Publication Date: July 2007

Publisher: Center on Budget and Policy Priorities (Washington, D.C.)

Author(s): Edwin Park

Research Area: Health

Keywords: Economic projections; Health insurance; Health care costs; Senior citizen

Type: Report

Abstract:

The CHAMP Act would address a gap in the oversight of private plans that results from the absence of any standards on how much of plan payments can go to administrative costs, marketing and profits, rather than to the provision of health care services to Medicare beneficiaries.
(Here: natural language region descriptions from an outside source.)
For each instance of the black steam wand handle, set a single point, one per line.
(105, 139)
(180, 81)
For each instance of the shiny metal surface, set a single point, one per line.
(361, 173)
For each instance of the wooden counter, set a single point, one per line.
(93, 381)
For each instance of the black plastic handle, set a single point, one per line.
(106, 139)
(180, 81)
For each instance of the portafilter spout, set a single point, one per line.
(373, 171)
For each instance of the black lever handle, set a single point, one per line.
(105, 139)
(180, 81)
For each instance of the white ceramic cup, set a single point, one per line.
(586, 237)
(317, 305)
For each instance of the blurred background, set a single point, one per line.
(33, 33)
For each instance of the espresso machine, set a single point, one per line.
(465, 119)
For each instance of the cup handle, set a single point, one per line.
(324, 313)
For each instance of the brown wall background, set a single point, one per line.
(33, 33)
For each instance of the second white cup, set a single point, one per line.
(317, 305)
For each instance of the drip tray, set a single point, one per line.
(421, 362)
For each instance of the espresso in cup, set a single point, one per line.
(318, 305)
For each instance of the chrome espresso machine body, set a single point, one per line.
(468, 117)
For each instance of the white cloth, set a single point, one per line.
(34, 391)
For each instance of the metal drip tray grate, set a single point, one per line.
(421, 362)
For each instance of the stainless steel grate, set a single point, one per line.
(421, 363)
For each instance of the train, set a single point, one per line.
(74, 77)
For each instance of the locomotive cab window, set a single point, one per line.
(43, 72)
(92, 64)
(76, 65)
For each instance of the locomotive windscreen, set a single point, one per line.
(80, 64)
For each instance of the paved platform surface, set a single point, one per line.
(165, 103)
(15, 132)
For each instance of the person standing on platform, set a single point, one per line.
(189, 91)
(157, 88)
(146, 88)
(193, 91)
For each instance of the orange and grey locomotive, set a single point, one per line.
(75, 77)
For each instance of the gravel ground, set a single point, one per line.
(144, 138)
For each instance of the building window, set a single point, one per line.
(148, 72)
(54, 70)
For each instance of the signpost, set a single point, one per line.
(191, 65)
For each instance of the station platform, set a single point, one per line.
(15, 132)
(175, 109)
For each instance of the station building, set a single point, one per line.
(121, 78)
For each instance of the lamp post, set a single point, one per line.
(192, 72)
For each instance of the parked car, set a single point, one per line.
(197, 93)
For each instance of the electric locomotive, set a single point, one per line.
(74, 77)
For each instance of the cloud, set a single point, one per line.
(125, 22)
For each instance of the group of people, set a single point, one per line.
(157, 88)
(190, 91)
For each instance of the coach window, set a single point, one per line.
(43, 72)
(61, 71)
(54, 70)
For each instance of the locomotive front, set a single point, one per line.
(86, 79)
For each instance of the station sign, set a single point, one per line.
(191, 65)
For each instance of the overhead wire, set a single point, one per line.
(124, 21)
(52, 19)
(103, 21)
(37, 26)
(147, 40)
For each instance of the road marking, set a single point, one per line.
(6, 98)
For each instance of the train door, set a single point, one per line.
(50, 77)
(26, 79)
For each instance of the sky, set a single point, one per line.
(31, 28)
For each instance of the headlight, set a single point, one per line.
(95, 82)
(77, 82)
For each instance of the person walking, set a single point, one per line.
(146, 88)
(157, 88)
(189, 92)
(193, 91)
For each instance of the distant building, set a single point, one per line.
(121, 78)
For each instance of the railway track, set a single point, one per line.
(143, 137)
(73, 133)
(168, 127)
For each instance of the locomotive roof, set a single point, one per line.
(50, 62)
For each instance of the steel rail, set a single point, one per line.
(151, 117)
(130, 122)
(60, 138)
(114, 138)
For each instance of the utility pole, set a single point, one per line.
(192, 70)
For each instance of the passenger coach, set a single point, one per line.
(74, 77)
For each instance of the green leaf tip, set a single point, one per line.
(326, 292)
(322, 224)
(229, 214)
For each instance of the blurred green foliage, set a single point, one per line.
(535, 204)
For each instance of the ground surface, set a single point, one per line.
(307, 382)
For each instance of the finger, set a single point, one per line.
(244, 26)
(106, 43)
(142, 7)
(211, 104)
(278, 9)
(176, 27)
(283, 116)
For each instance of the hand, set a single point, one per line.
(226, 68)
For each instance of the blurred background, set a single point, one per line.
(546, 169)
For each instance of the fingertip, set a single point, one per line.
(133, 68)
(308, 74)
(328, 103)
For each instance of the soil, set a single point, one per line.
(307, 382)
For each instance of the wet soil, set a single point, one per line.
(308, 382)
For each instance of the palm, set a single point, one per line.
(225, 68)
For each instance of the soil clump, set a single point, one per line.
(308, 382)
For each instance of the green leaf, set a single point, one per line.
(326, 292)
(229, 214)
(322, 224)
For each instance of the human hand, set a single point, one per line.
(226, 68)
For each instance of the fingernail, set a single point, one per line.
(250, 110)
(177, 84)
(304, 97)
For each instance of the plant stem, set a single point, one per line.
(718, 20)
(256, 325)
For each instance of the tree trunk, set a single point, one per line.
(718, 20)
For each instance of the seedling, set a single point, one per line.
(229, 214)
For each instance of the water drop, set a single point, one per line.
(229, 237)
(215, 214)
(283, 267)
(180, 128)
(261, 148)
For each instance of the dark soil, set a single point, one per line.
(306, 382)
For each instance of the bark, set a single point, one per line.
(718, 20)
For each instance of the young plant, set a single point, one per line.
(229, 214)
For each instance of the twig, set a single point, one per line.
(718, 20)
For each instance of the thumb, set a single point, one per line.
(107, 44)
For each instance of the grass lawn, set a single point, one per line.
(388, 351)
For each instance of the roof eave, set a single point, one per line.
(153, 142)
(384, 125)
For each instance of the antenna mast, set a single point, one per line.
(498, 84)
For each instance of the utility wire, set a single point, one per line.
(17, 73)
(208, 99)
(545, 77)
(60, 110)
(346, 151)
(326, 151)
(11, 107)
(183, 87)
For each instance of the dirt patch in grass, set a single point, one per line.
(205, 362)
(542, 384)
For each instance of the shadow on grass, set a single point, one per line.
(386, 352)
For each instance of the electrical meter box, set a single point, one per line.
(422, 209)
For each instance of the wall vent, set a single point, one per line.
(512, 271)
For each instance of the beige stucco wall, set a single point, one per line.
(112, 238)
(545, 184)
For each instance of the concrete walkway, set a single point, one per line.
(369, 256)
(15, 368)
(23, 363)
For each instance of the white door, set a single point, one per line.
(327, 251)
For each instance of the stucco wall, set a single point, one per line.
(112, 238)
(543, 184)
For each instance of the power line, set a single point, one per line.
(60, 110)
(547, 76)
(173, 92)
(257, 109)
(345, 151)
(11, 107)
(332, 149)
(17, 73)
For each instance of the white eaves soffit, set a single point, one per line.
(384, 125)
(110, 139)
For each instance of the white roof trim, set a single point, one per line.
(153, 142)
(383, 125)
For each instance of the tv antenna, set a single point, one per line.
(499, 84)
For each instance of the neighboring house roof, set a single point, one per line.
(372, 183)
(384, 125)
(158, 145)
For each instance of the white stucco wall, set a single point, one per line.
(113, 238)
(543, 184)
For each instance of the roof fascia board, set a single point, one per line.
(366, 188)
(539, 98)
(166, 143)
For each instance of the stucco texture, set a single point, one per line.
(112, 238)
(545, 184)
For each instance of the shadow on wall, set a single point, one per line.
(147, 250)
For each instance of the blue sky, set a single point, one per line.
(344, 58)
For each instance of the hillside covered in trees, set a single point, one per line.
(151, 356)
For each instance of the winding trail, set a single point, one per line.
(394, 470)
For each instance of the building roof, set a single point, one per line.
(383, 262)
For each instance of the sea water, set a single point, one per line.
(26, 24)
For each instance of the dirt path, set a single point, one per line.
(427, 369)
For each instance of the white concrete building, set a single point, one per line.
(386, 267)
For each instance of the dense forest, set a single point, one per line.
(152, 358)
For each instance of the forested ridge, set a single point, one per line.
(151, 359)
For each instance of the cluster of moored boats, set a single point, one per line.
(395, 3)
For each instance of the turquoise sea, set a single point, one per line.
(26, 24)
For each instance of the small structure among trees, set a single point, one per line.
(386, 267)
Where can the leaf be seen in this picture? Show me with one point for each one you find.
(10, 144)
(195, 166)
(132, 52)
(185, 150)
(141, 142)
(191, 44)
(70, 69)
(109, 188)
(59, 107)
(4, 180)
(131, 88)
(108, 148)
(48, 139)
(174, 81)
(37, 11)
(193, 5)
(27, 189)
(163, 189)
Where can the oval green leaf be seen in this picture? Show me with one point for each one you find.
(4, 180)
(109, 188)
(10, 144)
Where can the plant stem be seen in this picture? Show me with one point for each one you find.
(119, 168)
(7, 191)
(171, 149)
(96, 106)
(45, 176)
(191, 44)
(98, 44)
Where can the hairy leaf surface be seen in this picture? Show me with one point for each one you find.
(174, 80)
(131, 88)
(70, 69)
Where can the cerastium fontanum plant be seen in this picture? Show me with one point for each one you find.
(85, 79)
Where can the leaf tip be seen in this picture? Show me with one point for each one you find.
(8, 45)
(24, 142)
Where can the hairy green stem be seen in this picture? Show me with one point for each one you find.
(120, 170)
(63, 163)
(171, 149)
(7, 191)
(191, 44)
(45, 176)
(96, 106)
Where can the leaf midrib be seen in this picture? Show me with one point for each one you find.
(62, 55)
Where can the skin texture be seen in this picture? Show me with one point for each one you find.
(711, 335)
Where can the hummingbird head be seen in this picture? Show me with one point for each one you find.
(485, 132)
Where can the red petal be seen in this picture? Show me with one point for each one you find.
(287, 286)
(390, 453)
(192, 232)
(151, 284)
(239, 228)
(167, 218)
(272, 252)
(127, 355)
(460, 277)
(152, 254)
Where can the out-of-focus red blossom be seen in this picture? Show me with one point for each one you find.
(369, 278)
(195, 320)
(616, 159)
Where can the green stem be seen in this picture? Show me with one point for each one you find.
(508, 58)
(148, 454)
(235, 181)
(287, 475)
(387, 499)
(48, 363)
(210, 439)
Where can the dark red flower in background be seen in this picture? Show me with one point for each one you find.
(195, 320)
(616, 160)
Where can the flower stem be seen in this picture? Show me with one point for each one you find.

The CHAMP Act would require plans to report their medical loss ratios (i.e., the proportion of their payments that go to the provision of health care). By 2010, plans would have to meet a minimum medical loss ratio of 85 percent or face penalties. Requiring a minimum medical loss ratio would be broadly similar to what is already required of Medigap plans (federal law establishes a minimum medical loss ratio for those plans), as well as of private insurers operating in the commercial market under state health insurance regulations in a number of states. This would allow the Centers for Medicare and Medicaid Services to better enforce the current Medicare Advantage requirement that plan bids be reasonably related to plan costs, rather than include excessive administrative costs, marketing costs, and profits, at taxpayers’ expense.